Most postoperative visual loss (POVL) is due to injury of the optic nerve. The etiology is still incompletely understood, but disturbances in nerve perfusion appear to be responsible. Anterior ischemic optic neuropathy (AION) occurs within the intraorbital portion of the optic nerve. Perioperative AION is most commonly seen after procedures requiring cardiopulmonary bypass and among patients with risk factors for vascular disease. It is typically monocular and only a portion of the visual field may be affected. Although pressure on the globe could theoretically be causal, AION is most often seen after surgery in the supine position. Perioperative posterior ischemic optic neuropathy (PION) occurs because of ischemia of the optic nerve after it has exited the orbit. Spine surgery in the prone position is particularly high risk. Pressure on the globe is not believed to be able to cause PION. The American Society of Anesthesiologists Task Force of Postoperative Visual Loss found no evidence to implicate pressure on the globe as causing perioperative AION or PION, although it is a substantiated risk factor for central retinal artery occlusion.[13] Compared with AION, patients experiencing PION tend to be younger, healthier, and undergoing procedures that are longer and associated with greater blood loss. However, hypotension and anemia do not seem to be causative,[14] and disturbances in microperfusion and venous drainage from intravascular volume expansion may be associated. Although spine surgery in the prone position and cardiac procedures requiring cardiopulmonary bypass are considered higher risk, POVL may occur after any surgical procedure, and there is some more recent evidence that total hip replacement and, to a lesser extent, total knee replacement procedures also carry increased risk for visual loss.[15]
Retinal changes may be seen fundoscopically earlier in the course of AION than PION. Treatment of POVL requires ophthalmological consultation, and cases of POVL occurring in the United States should be reported to the ASA POVL Registry (http://depts.washington.edu/asaccp/projects/postoperative-visual-loss-registry).
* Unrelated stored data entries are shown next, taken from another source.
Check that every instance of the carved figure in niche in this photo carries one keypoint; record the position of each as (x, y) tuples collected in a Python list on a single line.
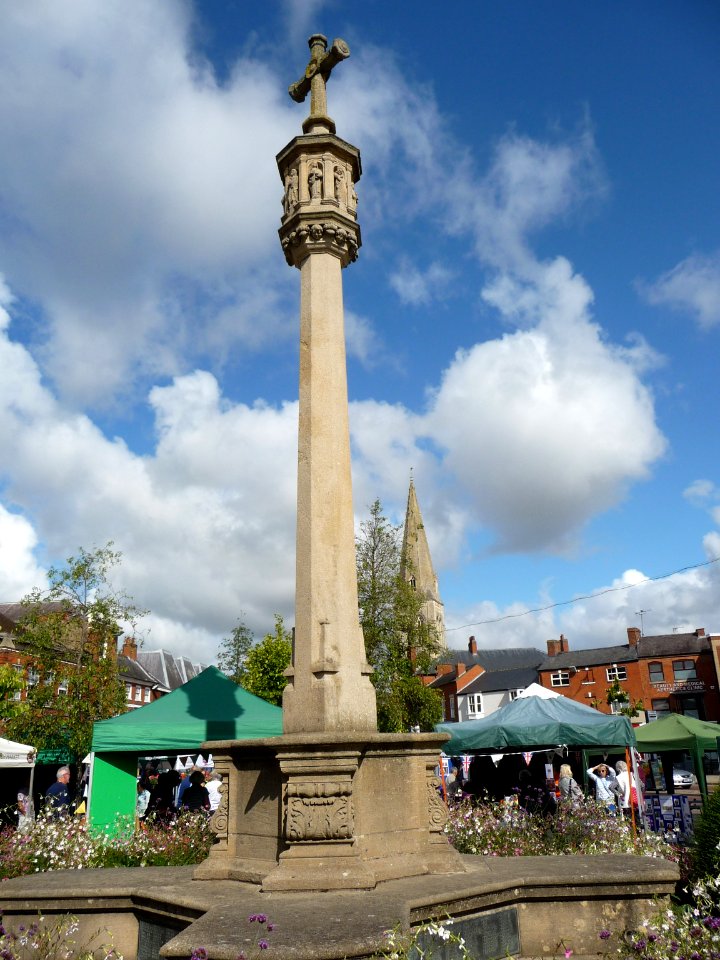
[(291, 191), (340, 189), (315, 179)]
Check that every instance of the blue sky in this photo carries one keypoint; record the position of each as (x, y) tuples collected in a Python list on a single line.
[(532, 324)]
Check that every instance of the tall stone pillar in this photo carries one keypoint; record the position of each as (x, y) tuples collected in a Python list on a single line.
[(329, 689), (331, 804)]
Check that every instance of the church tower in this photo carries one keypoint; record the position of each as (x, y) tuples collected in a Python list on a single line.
[(416, 566)]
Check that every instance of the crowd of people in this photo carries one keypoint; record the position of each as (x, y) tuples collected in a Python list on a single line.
[(161, 793), (617, 788)]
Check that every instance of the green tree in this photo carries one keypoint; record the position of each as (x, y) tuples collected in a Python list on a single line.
[(70, 630), (399, 644), (234, 649), (263, 672), (620, 698)]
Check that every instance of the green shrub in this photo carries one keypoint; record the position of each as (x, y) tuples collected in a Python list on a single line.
[(705, 856)]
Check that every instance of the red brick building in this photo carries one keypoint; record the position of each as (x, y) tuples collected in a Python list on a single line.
[(670, 673)]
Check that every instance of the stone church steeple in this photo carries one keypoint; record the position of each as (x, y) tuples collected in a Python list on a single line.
[(416, 565)]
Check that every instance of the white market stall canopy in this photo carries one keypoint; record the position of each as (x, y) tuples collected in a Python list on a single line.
[(16, 754)]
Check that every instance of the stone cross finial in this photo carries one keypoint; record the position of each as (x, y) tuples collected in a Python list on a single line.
[(317, 73)]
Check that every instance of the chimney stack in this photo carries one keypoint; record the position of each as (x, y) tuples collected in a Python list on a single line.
[(129, 649)]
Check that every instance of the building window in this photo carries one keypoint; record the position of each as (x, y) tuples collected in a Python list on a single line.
[(660, 706), (684, 670), (616, 673), (474, 701), (657, 674)]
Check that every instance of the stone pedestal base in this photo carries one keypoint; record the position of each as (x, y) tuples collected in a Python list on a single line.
[(329, 812)]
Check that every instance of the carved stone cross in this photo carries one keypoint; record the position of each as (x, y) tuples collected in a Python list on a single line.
[(317, 74)]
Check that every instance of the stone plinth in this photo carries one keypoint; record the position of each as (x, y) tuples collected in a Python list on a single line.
[(329, 812)]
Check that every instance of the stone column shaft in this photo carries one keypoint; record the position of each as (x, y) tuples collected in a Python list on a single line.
[(330, 687)]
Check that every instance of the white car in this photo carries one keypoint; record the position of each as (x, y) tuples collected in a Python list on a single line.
[(683, 778)]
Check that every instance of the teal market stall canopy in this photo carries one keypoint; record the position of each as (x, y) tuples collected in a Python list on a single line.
[(534, 723), (208, 707)]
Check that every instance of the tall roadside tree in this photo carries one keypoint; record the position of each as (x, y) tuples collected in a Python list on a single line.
[(69, 632), (233, 650), (263, 672), (399, 643)]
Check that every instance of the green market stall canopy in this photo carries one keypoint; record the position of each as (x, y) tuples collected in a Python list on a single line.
[(208, 707), (677, 732), (533, 723)]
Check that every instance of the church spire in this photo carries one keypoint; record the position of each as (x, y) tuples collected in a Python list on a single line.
[(416, 565)]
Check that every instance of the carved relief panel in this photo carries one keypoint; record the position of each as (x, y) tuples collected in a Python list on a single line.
[(319, 811)]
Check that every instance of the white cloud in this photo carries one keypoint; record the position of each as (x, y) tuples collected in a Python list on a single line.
[(692, 286), (150, 197), (681, 603), (19, 571)]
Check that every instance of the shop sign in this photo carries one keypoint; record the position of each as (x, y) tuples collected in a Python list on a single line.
[(683, 686)]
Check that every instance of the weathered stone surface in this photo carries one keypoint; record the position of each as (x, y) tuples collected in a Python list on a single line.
[(557, 898), (331, 811)]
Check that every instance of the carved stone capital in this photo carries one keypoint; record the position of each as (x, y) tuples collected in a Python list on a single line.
[(306, 234), (437, 811)]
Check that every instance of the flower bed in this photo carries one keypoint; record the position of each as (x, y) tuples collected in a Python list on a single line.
[(68, 845), (506, 830)]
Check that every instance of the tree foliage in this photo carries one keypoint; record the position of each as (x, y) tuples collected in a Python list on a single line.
[(10, 683), (399, 643), (263, 672), (71, 630), (234, 649)]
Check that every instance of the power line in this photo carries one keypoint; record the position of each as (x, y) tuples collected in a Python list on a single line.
[(587, 596)]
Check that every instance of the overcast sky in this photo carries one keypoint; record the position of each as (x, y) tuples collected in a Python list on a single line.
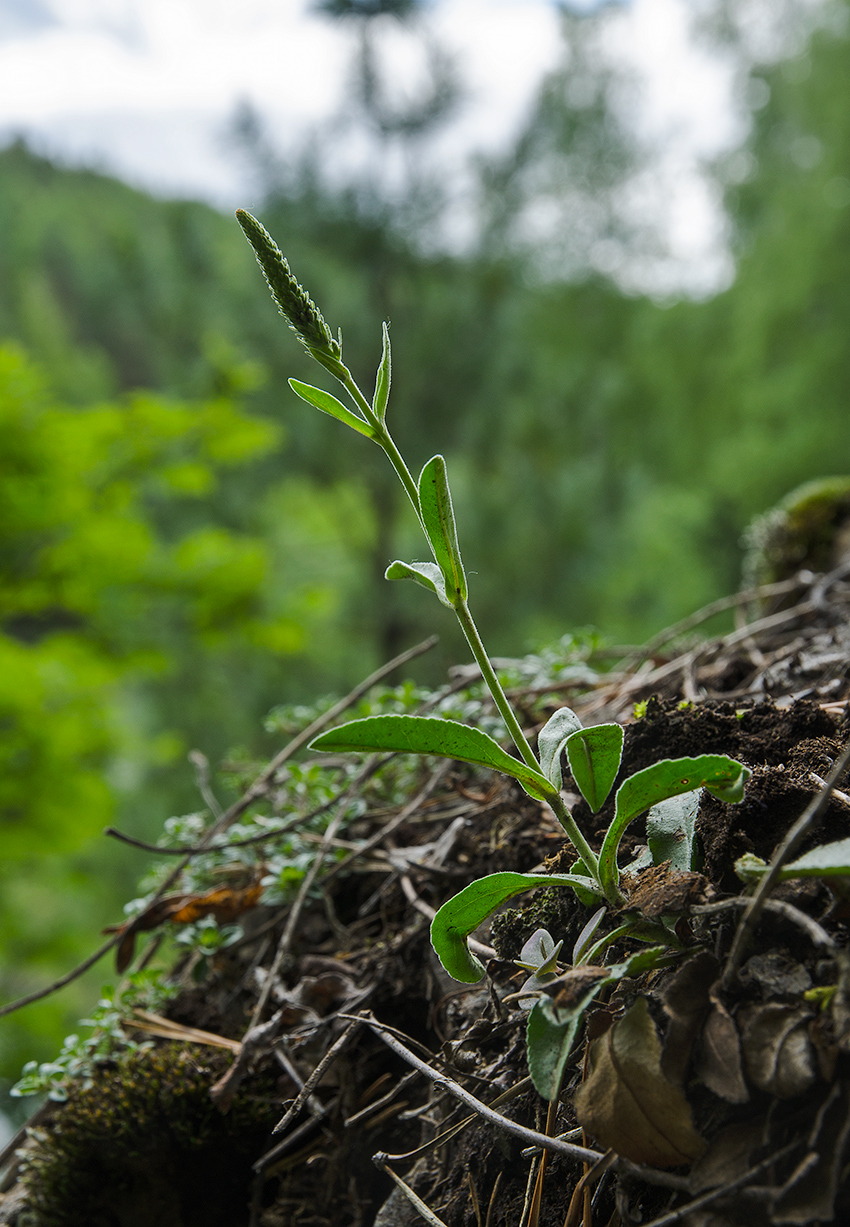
[(145, 88)]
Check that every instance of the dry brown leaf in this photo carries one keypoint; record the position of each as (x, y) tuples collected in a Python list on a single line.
[(810, 1193), (729, 1155), (628, 1104), (778, 1052), (719, 1065), (664, 888), (686, 1001), (223, 903)]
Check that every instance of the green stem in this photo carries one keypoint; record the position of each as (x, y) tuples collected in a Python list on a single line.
[(384, 439), (635, 928), (585, 852), (488, 674), (470, 630)]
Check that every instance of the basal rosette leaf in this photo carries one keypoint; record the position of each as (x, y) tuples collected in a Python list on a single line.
[(594, 758), (463, 913), (723, 777), (671, 830), (552, 739)]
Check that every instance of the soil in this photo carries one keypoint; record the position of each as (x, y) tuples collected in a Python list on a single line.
[(762, 1061)]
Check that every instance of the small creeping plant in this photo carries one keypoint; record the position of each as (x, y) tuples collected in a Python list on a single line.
[(667, 789)]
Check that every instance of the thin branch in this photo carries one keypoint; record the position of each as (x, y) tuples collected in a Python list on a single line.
[(394, 823), (256, 789), (379, 1160), (307, 1088), (63, 979), (707, 611), (459, 1092), (306, 886), (811, 928), (676, 1216), (805, 823)]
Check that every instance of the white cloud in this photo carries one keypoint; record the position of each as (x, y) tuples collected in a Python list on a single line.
[(145, 87)]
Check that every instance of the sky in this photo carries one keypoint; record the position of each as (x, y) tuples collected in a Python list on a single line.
[(145, 88)]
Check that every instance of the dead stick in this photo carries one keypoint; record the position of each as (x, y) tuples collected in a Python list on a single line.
[(676, 1216), (806, 822), (307, 1090), (459, 1092), (256, 789)]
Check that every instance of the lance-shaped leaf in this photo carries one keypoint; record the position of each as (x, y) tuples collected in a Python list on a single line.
[(553, 1027), (827, 860), (460, 915), (328, 404), (552, 739), (670, 830), (429, 735), (426, 573), (721, 776), (383, 379), (628, 1104), (594, 758), (439, 523)]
Posterior reversible encephalopathy syndrome (PRES) is a rare syndrome characterized by visual loss associated with headaches, confusion, and seizures. Magnetic resonance imaging reveals edema in the occipital lobes and sometimes parietal lobes and pons. PRES is classically associated with malignant hypertension and eclampsia, but has been associated with nephrotic syndrome, immunosuppressant medications used in organ transplantation (especially cyclosporine and tacrolimus), sepsis, and systemic lupus erythematosus.[16] The incidence and exact pathophysiology of PRES is not known, but there have been an increasing number of reports of PRES presenting in the PACU in both print literature and presentation at national anesthesiology meetings. Several of these early reports have occurred in patients with seemingly mild elevations of systemic blood pressure. Visual disturbance associated with altered mental status and seizures should raise suspicion for PRES. While a CT scan without contrast may be clinically appropriate to exclude subarachnoid hemorrhage, it is important to note that the CT scan is normally unremarkable in patients with PRES. Magnetic resonance imaging should be obtained. Blood pressure reduction of 20% to 25% is indicated when PRES is identified. Short-acting agents that can be administered by intravenous infusion (see Chapter 3) and continuous blood pressure monitoring by arterial line should be instituted.